Created 10-29-2015 01:12 AM
In the current production environment we have 20 data nodes. We are using Sqoop to import data from Netezza into Hadoop. We opened firewall between the Netezza server and the 20 data nodes for Sqoop to work.
We are planning to add 40 new data nodes. For Sqoop functionality not to break, we need to open new firewall rules for all the new nodes. We are also getting requests to import data from other databases such as Teradata and Oracle into Hadoop. As we have firewalls in place, it is hard to maintain firewall rules between the databases and individual data nodes. Are there any alternative solutions to this problem, for example using a gateway node.
Created 10-29-2015 01:39 AM
I've never tried this approach, think of it as a science experiment.
Set up a node label, label the 20 existing hosts and create a queue that defaults to that node label, submit Sqoop jobs to that queue alone. Your Sqoop jobs will only run on the existing 20 nodes.

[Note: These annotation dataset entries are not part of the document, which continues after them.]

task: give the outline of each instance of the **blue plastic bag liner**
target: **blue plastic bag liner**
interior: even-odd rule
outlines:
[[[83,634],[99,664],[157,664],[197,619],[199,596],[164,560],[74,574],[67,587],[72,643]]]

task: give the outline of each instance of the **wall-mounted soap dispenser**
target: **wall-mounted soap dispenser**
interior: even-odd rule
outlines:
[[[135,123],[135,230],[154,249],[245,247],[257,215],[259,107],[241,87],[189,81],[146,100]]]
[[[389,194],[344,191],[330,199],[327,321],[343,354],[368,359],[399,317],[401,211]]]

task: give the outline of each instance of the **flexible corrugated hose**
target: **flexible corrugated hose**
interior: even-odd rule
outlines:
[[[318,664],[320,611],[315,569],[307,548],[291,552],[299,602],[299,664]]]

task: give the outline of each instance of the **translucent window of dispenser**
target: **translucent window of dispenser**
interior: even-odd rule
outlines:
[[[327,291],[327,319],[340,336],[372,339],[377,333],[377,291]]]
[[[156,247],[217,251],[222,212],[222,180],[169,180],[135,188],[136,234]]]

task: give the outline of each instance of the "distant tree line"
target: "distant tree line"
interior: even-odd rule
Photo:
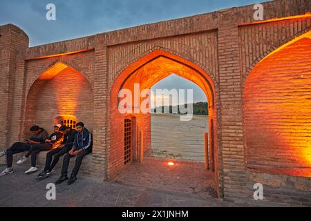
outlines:
[[[182,105],[182,107],[185,106],[185,108],[187,108],[188,105],[190,105],[189,104],[186,104],[184,105]],[[207,102],[197,102],[197,103],[193,103],[193,109],[194,109],[194,115],[208,115],[208,110],[207,110]],[[166,108],[165,110],[168,110],[169,108],[169,111],[165,111],[164,112],[164,108]],[[178,113],[173,113],[173,110],[178,110]],[[178,113],[180,114],[180,110],[178,105],[172,106],[160,106],[158,107],[157,108],[153,109],[152,113]]]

You could also go narrower and only have 1 host do the imports. Be careful because HDFS usage on that node will become much higher if you don't balance.
Created 10-29-2015 01:39 AM
I've never tried this approach, think of it as a science experiment.
Set up a node label, label the 20 existing hosts and create a queue that defaults to that node label, submit Sqoop jobs to that queue alone. Your Sqoop jobs will only run on the existing 20 nodes.
You could also go narrower and only have 1 host do the imports. Be careful because HDFS usage on that node will become much higher if you don't balance.
Created 12-09-2015 03:00 PM
In order to simplify the firewall rules i would create one edge host to use as a gateway using ssh-tunnels, iptables or another network type software package to forward the requests using that hosts ip only. You can also approach your network team and get a NAT assigned to your hosts so they all appear to be the same IP when making outgoing requests.